Enviada em 17/10/2019

As vacinas são mecanismos de ativação das células de memória do organismo por meio da inoculação do antígeno atenuado, o que garante a capacitação do corpo para combatê-lo sem o desenvolvimento da patologia. Contudo, mesmo com tamanha importância, tem ocorrido diversos movimentos antivacinação na sociedade, os quais têm causado a volta de doenças antes erradicas, como o sarampo. Em face a isso, serão analisados os limites da liberdade de escolha e a disponibilidade desses fármacos nos postos de saúde.

Mormente, é relevante ressaltar que em 1998, o médico inglês Andrew Wakefield publicou um artigo em que afirmava que a vacina do sarampo causava autismo, o que causou o aumento de movimentos antivacinação e diminuiu o número de crianças imunizadas no mundo. Em face a isso, deve-se expor que tal artigo foi refutado pela comunidade científica, entretanto, algumas famílias têm optado pela não imunização de seus filhos. Porém, tal ação coloca em risco não apenas seus dependentes como outras pessoas, em uma contradição das sociedades democráticas, uma vez que a opção de um pode afetar drasticamente outros, logo, necessita-se de medidas que mudem tal pensamento errôneo e tóxico, especialmente por se tratar de pais que não vacinam bebês sem poder de decisão.

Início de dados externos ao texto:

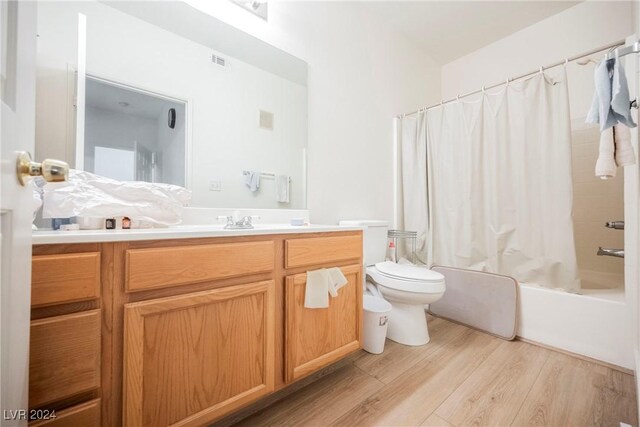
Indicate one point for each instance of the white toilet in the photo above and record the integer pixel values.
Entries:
(407, 287)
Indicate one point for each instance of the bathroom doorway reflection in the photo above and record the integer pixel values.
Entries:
(133, 135)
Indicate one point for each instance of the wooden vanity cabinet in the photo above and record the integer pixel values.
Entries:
(187, 331)
(66, 341)
(315, 338)
(192, 358)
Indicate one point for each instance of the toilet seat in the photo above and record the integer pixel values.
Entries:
(408, 278)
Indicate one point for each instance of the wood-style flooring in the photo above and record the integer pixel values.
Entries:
(462, 377)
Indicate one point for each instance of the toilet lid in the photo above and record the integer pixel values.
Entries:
(409, 272)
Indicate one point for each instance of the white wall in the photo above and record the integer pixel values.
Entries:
(361, 75)
(581, 28)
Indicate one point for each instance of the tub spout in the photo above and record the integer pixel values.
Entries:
(619, 253)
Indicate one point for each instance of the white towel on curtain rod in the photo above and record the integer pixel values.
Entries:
(499, 183)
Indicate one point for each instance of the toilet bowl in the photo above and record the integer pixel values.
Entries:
(408, 288)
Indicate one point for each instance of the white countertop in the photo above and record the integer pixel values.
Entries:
(46, 237)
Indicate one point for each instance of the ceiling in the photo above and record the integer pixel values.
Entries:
(447, 30)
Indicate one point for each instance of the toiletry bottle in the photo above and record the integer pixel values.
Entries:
(391, 252)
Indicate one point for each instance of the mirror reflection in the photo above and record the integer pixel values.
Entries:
(127, 92)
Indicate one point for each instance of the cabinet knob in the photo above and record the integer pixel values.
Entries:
(51, 170)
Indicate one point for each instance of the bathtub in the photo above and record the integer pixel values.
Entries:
(591, 323)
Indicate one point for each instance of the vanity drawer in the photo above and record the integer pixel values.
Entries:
(322, 250)
(64, 278)
(171, 266)
(64, 357)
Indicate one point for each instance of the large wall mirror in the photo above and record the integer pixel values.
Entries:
(161, 92)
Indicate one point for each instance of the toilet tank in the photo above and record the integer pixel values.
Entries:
(375, 239)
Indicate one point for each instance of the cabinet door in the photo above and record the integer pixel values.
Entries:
(191, 359)
(320, 336)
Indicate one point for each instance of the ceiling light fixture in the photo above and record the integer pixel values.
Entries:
(257, 7)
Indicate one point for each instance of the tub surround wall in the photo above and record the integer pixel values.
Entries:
(600, 328)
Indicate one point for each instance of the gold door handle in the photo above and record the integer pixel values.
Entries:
(50, 170)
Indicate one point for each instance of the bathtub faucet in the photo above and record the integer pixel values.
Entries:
(619, 253)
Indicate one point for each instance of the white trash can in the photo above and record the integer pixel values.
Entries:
(376, 319)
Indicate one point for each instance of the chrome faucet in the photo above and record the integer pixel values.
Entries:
(618, 253)
(616, 225)
(245, 223)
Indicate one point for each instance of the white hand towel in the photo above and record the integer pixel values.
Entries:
(606, 165)
(624, 150)
(316, 292)
(336, 281)
(620, 100)
(601, 111)
(252, 180)
(282, 188)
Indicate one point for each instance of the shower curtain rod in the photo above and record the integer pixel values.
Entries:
(625, 51)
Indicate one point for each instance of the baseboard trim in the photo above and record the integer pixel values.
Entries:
(580, 356)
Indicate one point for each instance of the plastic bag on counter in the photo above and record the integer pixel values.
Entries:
(86, 194)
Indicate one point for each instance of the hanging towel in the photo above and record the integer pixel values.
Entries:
(336, 281)
(624, 150)
(252, 180)
(601, 111)
(606, 165)
(282, 188)
(620, 101)
(316, 293)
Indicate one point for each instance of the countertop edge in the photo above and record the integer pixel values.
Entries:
(49, 237)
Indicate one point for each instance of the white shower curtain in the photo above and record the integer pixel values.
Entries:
(499, 193)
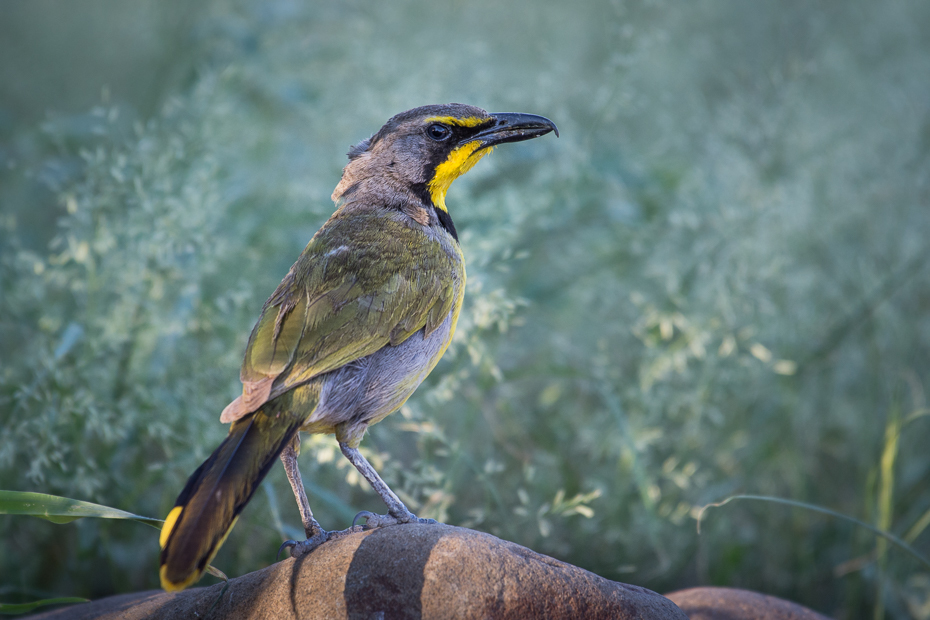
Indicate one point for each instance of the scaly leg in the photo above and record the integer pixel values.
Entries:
(397, 512)
(316, 535)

Outrossim, é importante observar que, desde 2016, o Governo Federal adotou o Movimento Vacina Brasil, o qual coloca a vacinação como medida prioritária do sistema de saúde, para que a população seja imunizada de doenças que estão de volta, após décadas de erradicação, como a poliomielite e difteria. Dessa maneira, é notório que o Estado tem se esforçado para manter a integridade física da população, mas, por falta de interesse ou de divulgação de tais campanhas, ela não tem se imunizado. Portanto, é evidente que não basta apenas disponibilizar a inoculação, é preciso também que os postos de saúde avisem sobre a presença dela e que a população vá, de fato, se vacinar.

Destarte, está explícito que o poder de escolha e a falta de divulgação corroboram a deficiência de inoculação no país, sendo necessárias medidas que os combatam. A princípio, o Poder Legislativo, por meio de uma votação na câmara, aprove uma lei que prive o convívio de pessoas não vacinas em sociedade, como o impedimento de matrículas escolares, para que os pais e responsáveis sejam induzidos a vacinar seus filhos, sem que haja perda da liberdade de escolha, apenas uma consequência para tal, já que a não imunização põe em risco todos ao redor. Ademais, é preciso que os postos de saúde divulguem as campanhas de vacinação na televisão aberta e visitem as casas de cidadãos, para avisar e conferir o cartão de vacina desses indivíduos e, em caso de carência, agendar a imunização, pois assim se terá maior exposição e controle acerca das pessoas não inoculadas.